Então desce para a África, até encontrar a Abissínia, e para seu espanto, encontra um pequena comunidade cristã oprimida pelos islâmicos. Um rei, de nome Alexandre, se declara descendente de Preste João, e recebe muito bem o aventureiro português. Covilhã se prepara para voltar a Portugal, em 1494, quando o rei abissínio morre e os cortesãos o obrigam a ficar no país. O costume da terra impedia que um forasteiro saísse do país e Covilhã, casado e pai de uma criança, acaba se casando com uma etíope. Recebe terras e escravos, tornando-se um dos homens mais poderosos da região. Em 1508, é elevado a conselheiro da nova rainha Helena e, em nome dela, manda um embaixador da Abissínia para Portugal. Em 1515, o frade Francisco Alves acompanha um séquito diplomático português à Abissínia, com o objetivo de criar vínculos políticos. Anos depois, este eclesiástico relatou a fantástica historia de Prestes João e de Covilhã, na obra "Verdadeira informação das Terras de Preste João das índias", publicado postumamente em Portugal,em 1540, "Segundo Vio e Escreveo ho Padre Alvarez Capellã del Rey Nosso Senhor".
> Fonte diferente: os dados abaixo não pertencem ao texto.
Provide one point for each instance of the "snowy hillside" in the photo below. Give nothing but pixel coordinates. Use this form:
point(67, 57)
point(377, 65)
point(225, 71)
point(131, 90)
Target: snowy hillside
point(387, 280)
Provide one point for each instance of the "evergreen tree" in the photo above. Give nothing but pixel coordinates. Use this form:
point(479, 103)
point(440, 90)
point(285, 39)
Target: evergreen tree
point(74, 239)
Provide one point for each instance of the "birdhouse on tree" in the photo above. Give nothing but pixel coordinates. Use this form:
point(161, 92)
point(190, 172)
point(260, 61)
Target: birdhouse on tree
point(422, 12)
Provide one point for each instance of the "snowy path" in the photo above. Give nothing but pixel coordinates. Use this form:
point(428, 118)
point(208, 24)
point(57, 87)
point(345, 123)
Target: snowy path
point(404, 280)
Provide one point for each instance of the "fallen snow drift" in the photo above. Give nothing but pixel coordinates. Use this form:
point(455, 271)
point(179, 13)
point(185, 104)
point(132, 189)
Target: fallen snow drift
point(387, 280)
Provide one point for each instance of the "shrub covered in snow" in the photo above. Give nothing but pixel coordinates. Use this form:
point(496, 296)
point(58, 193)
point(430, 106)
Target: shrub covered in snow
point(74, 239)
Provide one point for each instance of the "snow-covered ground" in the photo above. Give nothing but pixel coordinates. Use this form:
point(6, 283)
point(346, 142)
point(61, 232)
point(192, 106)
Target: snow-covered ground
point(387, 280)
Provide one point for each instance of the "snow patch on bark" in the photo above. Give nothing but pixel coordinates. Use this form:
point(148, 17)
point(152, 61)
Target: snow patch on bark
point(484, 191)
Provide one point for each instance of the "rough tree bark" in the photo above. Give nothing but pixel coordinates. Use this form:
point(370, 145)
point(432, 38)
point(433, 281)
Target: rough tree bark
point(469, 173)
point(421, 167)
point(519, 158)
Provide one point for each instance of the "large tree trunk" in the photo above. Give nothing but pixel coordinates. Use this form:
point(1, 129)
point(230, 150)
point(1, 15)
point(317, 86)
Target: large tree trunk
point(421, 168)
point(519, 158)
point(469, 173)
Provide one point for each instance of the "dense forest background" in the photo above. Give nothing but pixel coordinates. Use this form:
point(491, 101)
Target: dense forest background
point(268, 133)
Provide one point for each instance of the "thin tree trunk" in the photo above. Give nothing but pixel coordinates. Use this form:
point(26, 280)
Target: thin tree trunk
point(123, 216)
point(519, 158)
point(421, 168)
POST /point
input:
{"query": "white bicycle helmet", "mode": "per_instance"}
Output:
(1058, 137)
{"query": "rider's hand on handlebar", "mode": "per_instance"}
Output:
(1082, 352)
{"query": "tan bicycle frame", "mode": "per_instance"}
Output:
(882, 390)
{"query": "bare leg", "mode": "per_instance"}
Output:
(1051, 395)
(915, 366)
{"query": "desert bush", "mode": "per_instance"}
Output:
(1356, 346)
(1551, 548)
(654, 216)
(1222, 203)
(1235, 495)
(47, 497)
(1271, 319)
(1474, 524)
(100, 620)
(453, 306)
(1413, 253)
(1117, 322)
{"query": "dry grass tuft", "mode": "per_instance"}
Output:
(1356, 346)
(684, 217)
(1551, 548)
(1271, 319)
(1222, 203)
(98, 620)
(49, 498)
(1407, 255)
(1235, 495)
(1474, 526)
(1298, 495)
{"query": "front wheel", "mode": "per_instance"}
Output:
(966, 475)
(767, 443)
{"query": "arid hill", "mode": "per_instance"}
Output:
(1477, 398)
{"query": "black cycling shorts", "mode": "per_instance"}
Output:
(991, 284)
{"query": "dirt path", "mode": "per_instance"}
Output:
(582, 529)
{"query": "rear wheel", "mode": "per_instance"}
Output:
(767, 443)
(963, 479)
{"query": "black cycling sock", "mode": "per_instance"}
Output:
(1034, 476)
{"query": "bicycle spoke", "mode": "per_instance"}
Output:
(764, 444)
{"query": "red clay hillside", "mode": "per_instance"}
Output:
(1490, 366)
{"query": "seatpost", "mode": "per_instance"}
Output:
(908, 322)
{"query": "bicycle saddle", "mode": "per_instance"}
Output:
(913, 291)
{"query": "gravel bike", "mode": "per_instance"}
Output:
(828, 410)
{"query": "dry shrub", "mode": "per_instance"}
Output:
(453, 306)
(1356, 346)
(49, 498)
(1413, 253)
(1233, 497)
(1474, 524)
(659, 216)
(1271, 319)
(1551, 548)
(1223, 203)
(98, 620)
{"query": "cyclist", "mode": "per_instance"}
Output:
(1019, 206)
Com Bartolomeu Dias, os navios chegam ao Cabo das Tormentas, (depois batizado pelo rei Dom Manuel, como Cabo da Boa Esperança), aproximando o velho sonho lusitano de encontrar uma rota marítima para as Índias. No âmbito diplomático, Dom João II arranja um casamento dinástico entre seu filho, o príncipe Afonso, com a filha dos reis de Castela. Contudo, em 1491, o filho do rei acaba morrendo num acidente de montaria, aos 16 anos de idade, e isso frustra o sonho do Príncipe Perfeito, de querer unir os dois reinos mais poderosos da Península Ibérica. Portugal inteira ficou de luto e durante seis meses, os barbeiros-cirurgiões do reino se recusaram a cortar a barba e o cabelo dos súditos e fidalgos. Daí a moda das barbas grandes dos portugueses do final do século XV, em sinal de tristeza pelo príncipe morto. Em 1494, o rei consegue preservar seus domínios ultramarinos, com o Tratado de Tordesilhas, evitando, assim, uma guerra contra a Espanha. E, adoentado e sem herdeiros legítimos, recusa-se a elevar seu filho bastardo, Dom Jorge, e nomeia o seu primo, Dom Manuel, como herdeiro do trono português. Em 1495 falece e é enterrado em grandes pompas em Algarve.

Dom Manuel teve uma ascensão meteórica. Era irmão de Dom Diogo, Duque de Viseu, e dias depois de sua morte, aos 16 anos, foi chamado pelo monarca assassino. Temeroso pela sua vida, acabou por ganhar o título de Duque de Beja. Dom João II entrou para a história como o rei que promoveu a centralização monárquica, enfraquecendo e exterminando o poder dos nobres e impondo um séquito de pessoas sob sua autoridade. Aliás, sua fama e sua personalidade são paradoxais; seus contemporâneos nutriam um estranho sentimento de dubiedade e mesmo temor dele. Poderia ser gentil, amoroso, educado para com os seus pares, e ao mesmo tempo cruel, terrível para com seus inimigos. Daí a fama de “Príncipe Perfeito”, ou, simplesmente, nas palavras da Rainha Isabel de Castela, a Católica: “El Hombre!”. Há quem diga que tenha sido envenenado pelos seus adversários, (essa informação nunca foi comprovada), embora tenha promovido a rei, justamente o irmão do homem a quem assassinou publicamente na corte. Comenta-se que, três anos depois de sua morte, quando o rei Manuel fez uma imensa procissão para levar seu corpo ao Convento da Batalha, mandou que abrissem o caixão do rei: estava intacto, coberto de cal. Então o monarca mandou que soprassem o pó sobre o corpo e, num gesto de reverência, o rei beijou as mãos e os pés do cadáver.
(Dom Manuel e o caminho das Índias - 1495 - 1498).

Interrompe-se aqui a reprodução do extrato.